Aurélie squeezed his hand. “It’s war,” she said comfortingly. “The priest will shrive you.”

“I suppose,” said Jean-Marie doubtfully. “But—”

“Come to the castle,” urged Aurélie. “My father would be glad to see you. He’ll want to hear all about your battles.”

“But I’m not sure I’d want to tell it,” said Jean-Marie, with unwonted resolve.

He did not, realized Aurélie with alarm, look at all like the same man she had dropped at Haudouin ten days ago. It wasn’t just the gray cast of his skin. It was something more, something behind his eyes. But that was silly and fanciful.

“Come,” said Aurélie again. “Our hospitality isn’t up to my mother’s standard, but we can offer you a good, thick stew and a soft bed—with fresh sheets.”

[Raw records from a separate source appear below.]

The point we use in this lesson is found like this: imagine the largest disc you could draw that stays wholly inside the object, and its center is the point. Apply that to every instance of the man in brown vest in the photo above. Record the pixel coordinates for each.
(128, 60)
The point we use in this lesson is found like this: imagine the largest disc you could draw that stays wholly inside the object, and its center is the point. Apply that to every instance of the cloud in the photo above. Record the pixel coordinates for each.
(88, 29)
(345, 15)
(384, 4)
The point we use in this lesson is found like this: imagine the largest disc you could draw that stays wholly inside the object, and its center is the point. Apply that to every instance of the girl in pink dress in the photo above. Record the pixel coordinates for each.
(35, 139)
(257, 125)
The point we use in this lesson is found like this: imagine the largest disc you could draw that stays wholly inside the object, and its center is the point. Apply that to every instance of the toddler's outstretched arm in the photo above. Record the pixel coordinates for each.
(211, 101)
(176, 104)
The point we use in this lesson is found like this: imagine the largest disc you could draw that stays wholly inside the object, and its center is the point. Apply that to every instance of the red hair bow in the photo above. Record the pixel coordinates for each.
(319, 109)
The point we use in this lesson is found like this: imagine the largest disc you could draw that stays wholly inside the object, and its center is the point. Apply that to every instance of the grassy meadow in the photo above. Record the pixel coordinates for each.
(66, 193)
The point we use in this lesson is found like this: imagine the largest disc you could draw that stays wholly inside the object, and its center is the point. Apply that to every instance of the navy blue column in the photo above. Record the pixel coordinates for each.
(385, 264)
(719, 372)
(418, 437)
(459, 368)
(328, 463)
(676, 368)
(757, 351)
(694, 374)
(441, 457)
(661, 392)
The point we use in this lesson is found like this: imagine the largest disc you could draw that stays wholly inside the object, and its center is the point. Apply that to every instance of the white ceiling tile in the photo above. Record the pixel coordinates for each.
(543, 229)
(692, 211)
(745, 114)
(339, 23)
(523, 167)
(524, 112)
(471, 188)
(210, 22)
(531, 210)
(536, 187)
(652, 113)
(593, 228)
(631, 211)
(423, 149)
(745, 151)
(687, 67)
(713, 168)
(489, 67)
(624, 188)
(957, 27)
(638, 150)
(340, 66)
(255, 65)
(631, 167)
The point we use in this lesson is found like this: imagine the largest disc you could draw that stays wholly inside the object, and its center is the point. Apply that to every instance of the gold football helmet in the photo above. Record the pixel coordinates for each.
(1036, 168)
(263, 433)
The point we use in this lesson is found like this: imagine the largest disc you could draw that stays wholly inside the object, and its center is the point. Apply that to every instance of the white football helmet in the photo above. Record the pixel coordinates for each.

“It sounds like heaven,” said Jean-Marie, and he sounded more like himself again, more like the boy she had always known. “But that’s the signal. We’re moving on. I can’t stay. I—”

“D’Aubigny!” barked his commanding officer.

“You should be proud,” said Aurélie, trying to raise his spirits. She stood by his stirrup as he mounted. “I always said one Frenchman was worth twenty Huns!”

Jean-Marie gave her a wistful smile. “Then it’s a pity there are so many of them.”

“Wrap up warmly,” Aurélie called after him as he cantered away. He was probably sickening from something, that was all. But a vague feeling of gloom lingered, all the same, all through the festivities in the village that night, through the feasting in the castle, the bonfires and songs. Aurélie found herself feeling vaguely annoyed at Jean-Marie. He’d never been so faint of heart before. If they’d pushed the Germans back, well, then. Even if the war wasn’t done, it meant it would be.

The talisman was at Courcelles and France could not fall.

There was no getting her workers into the field the next morning; there had been too much genièvre consumed the night before, the fierce, local gin that could send men mad—or at least give one a very bad head.

Rumors percolated around the village. Le Catelet had been liberated. The Germans were running away. The sounds of the fighting became louder and closer. French machine gunners dug in at a farm the next village over, holding off a squadron of Uhlans. Aurélie thought her father would go mad with the strain of inactivity, standing on the parapet with a telescope, scanning for uniforms, trying to figure out which way the fighting was going.

“Skirmishes,” he said disapprovingly. “Skirmishes.”

“It has to be over soon,” said Aurélie fervently, thinking of the talisman in its hiding place. “It has to.”

But when the troops came, they were the wrong sort. It was her father’s shout that alerted them. Holding her skirts, Aurélie ran up the twisting stairs to the parapet. Her father handed her his telescope. His hands were shaking. Without comment, Aurélie snatched it from him, holding it to her eye.